The National Black Caucus of State Legislators (NBCSL) is the nation's premier organization exclusively representing and serving the interests of African American State legislators and their constituents. Our members hail from 47 states, the District of Columbia, the US Virgin Islands, and Puerto Rico. Dedicated to recognizing the impact of people of color who have historically contributed, and continue to contribute to nation building in diverse ways, the NBCSL pays tribute from time to time through the issuance of duly deserved proclamations.  The final decision to award proclamations to any individual or group is the responsibility of  NBCSL membership and is generally democratically  done at the organization's Annual Legislative Conference held each year. The following proclamations serves as a record of those rewarded.

PROCLAMATION HONORING THE LIFE AND MEMORY OF JAMES WELDON JOHNSON

Publication Date: Thursday, December 31, 2020
He was not just an influential and notable novelist, poet, and songwriter, James Weldon Johnson (1871-1938) was a lawyer, a United States consul in a foreign nation, and served an important role in combating racism through his position in the NAACP. In 1900, James and his brother, John, wrote the song "Lift Ev'ry Voice and Sing," which would later become the official anthem of the National Association for the Advancement of Colored People.  James Weldon Johnson was born in Jacksonville, Florida. His father was a headwaiter at a hotel and his mother was a teacher at the segregated Stanton School.
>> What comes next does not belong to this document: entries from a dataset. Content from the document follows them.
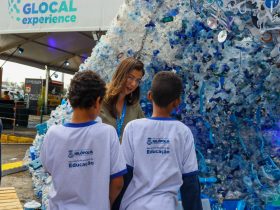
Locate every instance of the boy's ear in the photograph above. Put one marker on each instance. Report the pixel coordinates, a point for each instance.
(98, 101)
(149, 95)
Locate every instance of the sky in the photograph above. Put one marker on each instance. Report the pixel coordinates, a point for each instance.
(14, 72)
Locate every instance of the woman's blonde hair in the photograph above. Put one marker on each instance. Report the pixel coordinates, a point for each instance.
(119, 79)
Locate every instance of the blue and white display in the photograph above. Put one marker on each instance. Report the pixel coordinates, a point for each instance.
(228, 54)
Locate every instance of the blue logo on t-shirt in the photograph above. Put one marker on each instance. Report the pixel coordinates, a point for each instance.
(158, 146)
(80, 158)
(82, 152)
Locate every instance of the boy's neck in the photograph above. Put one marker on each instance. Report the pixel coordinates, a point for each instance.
(82, 116)
(161, 112)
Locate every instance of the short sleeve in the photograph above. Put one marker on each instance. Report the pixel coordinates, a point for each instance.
(189, 156)
(118, 166)
(127, 146)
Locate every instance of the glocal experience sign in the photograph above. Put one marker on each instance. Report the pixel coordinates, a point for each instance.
(20, 16)
(44, 12)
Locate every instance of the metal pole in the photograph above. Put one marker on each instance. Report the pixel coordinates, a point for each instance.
(47, 88)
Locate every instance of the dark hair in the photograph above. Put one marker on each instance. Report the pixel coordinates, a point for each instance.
(166, 87)
(85, 87)
(118, 81)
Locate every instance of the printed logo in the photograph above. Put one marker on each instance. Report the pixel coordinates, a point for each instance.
(80, 158)
(73, 153)
(158, 146)
(42, 12)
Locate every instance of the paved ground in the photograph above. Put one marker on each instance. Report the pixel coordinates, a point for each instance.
(15, 152)
(22, 180)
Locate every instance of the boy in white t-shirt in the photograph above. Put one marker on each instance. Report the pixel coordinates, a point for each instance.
(160, 154)
(84, 156)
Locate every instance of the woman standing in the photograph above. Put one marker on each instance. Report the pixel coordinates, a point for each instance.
(121, 103)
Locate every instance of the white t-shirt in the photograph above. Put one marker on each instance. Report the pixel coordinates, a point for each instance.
(161, 151)
(81, 157)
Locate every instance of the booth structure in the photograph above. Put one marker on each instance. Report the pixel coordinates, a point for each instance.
(227, 54)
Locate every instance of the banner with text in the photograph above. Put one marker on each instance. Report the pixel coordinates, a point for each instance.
(30, 16)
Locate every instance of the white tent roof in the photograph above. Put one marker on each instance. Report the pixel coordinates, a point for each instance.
(51, 49)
Johnson grew up in a middle-class home, and his mother encouraged him to pursue an interest in reading and music. Johnson attended Stanton until he entered high school. He attended high school and college at Atlanta University. He received his bachelor’s in 1894.Introduced by State Representative  Billy Mitchell (GA), this proclamation was adopted by the National Black Caucus of State Legislators (NBCSL) at its 44th virtual Annual Legislative Conference held in December 2020.
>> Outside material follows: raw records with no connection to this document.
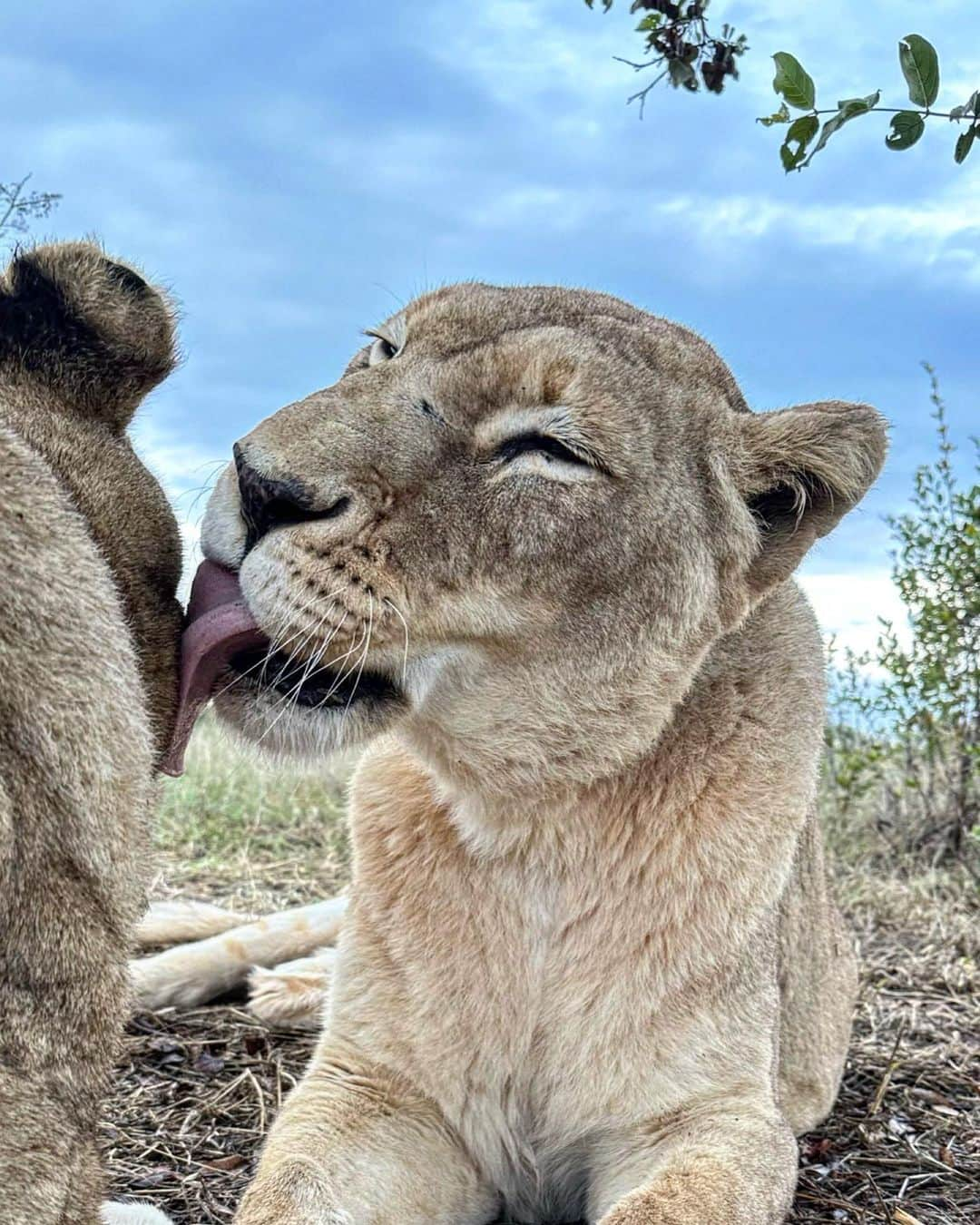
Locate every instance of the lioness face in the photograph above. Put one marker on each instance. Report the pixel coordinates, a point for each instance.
(512, 528)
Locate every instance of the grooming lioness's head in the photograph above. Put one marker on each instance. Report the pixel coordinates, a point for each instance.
(514, 529)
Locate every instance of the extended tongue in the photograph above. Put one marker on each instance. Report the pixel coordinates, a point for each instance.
(220, 625)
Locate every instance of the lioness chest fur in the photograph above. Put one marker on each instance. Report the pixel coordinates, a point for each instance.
(534, 549)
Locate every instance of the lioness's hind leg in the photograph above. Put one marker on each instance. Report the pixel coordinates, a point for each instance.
(191, 974)
(132, 1214)
(178, 921)
(293, 994)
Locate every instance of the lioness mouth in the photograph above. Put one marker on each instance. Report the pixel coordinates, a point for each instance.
(223, 636)
(324, 688)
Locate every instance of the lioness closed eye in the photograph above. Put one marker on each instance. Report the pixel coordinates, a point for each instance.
(534, 550)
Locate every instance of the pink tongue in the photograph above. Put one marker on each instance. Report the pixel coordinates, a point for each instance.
(220, 625)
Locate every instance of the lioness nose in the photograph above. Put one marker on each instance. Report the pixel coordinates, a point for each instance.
(269, 504)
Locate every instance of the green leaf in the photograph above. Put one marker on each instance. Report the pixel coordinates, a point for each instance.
(906, 128)
(799, 133)
(920, 66)
(779, 116)
(793, 83)
(848, 109)
(681, 74)
(969, 108)
(965, 143)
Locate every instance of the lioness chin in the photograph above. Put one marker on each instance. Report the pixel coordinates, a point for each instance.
(535, 552)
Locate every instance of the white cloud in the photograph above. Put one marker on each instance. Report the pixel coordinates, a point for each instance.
(849, 606)
(186, 475)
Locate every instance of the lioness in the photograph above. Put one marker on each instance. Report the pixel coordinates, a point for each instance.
(88, 636)
(535, 550)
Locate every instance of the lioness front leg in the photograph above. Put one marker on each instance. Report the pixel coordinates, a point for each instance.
(730, 1168)
(354, 1143)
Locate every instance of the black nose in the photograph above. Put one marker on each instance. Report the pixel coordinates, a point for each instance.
(269, 504)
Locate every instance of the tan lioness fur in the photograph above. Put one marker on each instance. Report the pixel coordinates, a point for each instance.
(88, 626)
(590, 966)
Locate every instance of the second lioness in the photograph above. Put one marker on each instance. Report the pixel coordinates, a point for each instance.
(590, 965)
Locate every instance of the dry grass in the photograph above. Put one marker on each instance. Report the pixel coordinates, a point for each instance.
(199, 1089)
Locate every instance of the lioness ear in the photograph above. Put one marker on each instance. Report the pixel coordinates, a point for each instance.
(86, 326)
(801, 469)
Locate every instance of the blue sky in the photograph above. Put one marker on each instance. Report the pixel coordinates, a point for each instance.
(296, 171)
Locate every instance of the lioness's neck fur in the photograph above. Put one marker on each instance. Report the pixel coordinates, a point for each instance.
(590, 966)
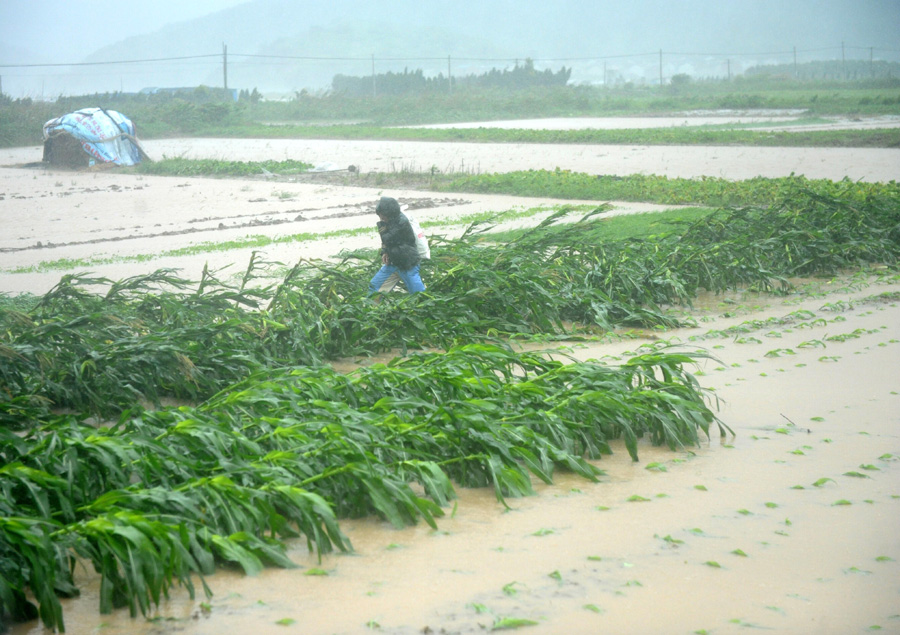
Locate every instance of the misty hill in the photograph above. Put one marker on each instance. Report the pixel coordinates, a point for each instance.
(281, 45)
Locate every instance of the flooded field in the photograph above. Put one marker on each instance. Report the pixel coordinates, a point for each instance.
(788, 526)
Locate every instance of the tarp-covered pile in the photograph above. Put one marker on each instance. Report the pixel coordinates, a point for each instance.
(89, 136)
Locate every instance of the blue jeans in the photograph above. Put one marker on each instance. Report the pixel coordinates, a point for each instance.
(410, 278)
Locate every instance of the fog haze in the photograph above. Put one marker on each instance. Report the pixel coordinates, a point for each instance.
(287, 46)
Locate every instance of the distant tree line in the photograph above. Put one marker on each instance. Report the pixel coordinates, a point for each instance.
(408, 82)
(829, 70)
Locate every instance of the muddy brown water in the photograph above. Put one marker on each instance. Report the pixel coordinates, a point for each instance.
(578, 557)
(733, 535)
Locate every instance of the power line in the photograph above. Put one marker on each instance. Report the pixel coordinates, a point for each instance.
(441, 58)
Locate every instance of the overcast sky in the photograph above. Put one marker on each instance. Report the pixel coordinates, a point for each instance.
(58, 31)
(702, 38)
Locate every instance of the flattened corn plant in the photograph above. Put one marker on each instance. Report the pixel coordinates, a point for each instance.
(159, 335)
(165, 495)
(282, 447)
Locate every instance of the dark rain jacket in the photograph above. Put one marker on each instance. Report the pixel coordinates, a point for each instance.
(398, 241)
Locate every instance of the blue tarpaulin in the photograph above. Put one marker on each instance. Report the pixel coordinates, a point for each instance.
(107, 136)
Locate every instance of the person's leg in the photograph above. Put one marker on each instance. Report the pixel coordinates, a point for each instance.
(392, 281)
(412, 280)
(379, 278)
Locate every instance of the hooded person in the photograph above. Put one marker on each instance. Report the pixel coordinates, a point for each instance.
(398, 248)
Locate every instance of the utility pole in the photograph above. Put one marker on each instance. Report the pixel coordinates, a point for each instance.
(843, 61)
(225, 68)
(660, 68)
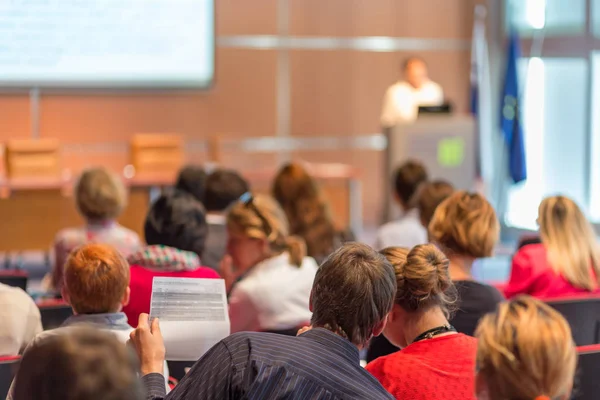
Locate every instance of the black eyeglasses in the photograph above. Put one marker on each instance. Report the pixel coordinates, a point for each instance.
(248, 200)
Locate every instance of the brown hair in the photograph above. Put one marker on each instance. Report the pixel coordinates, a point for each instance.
(306, 209)
(83, 364)
(247, 220)
(96, 279)
(465, 224)
(100, 194)
(407, 179)
(353, 292)
(525, 349)
(430, 195)
(570, 242)
(422, 278)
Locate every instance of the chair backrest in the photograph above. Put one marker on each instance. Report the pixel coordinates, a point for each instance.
(583, 315)
(8, 370)
(16, 278)
(54, 313)
(587, 384)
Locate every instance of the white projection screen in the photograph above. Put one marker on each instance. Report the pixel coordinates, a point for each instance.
(106, 43)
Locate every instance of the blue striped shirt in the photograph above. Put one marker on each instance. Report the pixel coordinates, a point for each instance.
(315, 365)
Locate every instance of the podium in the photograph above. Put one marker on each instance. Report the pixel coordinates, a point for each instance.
(446, 144)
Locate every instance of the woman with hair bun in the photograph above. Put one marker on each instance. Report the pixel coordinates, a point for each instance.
(465, 228)
(275, 276)
(525, 351)
(436, 362)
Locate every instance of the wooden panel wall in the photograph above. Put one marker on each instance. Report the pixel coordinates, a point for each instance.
(332, 92)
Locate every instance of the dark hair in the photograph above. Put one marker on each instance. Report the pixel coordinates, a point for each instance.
(177, 220)
(192, 179)
(406, 62)
(430, 195)
(223, 187)
(83, 364)
(307, 211)
(353, 292)
(407, 179)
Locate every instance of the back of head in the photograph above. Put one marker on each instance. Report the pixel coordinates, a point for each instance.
(407, 179)
(84, 364)
(570, 241)
(192, 179)
(525, 350)
(100, 194)
(223, 188)
(178, 220)
(422, 278)
(430, 195)
(307, 212)
(262, 218)
(353, 292)
(96, 279)
(465, 224)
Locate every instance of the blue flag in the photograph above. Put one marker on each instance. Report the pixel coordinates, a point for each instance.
(511, 114)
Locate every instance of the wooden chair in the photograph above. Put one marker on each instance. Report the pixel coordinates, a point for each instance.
(587, 384)
(8, 370)
(157, 154)
(33, 159)
(54, 313)
(15, 278)
(583, 315)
Proclamation Honoring the Life and Legacy of Nathan "Nearest" Green, the Godfather of Tennessee Whiskey

Publication Date: Friday, January 10, 2020
Nathan "Nearest" Green (1820 – ?), incorrectly spelled "Nearis" in an 1880 census, was a black head stiller, commonly referred to now as a master distiller. Born into slavery and emancipated after the Civil War, he is known as the master distiller who taught distilling techniques to Jack Daniel, founder of the Jack Daniel Tennessee whiskey distillery. Green was hired as the first master distiller for Jack Daniel Distillery, but not until after his death was he recognized as the first. During his time he was not given the proper titles on the account he was a black man and he was the first African-American master distiller on record in the United States.  Introduced by State Rep. Karen Camper (TN), this proclamation was adopted by the National Black Caucus of State Legislators (NBCSL) at its 43rd Annual Legislative Conference held in Fort Lauderdale, Florida, December 2019.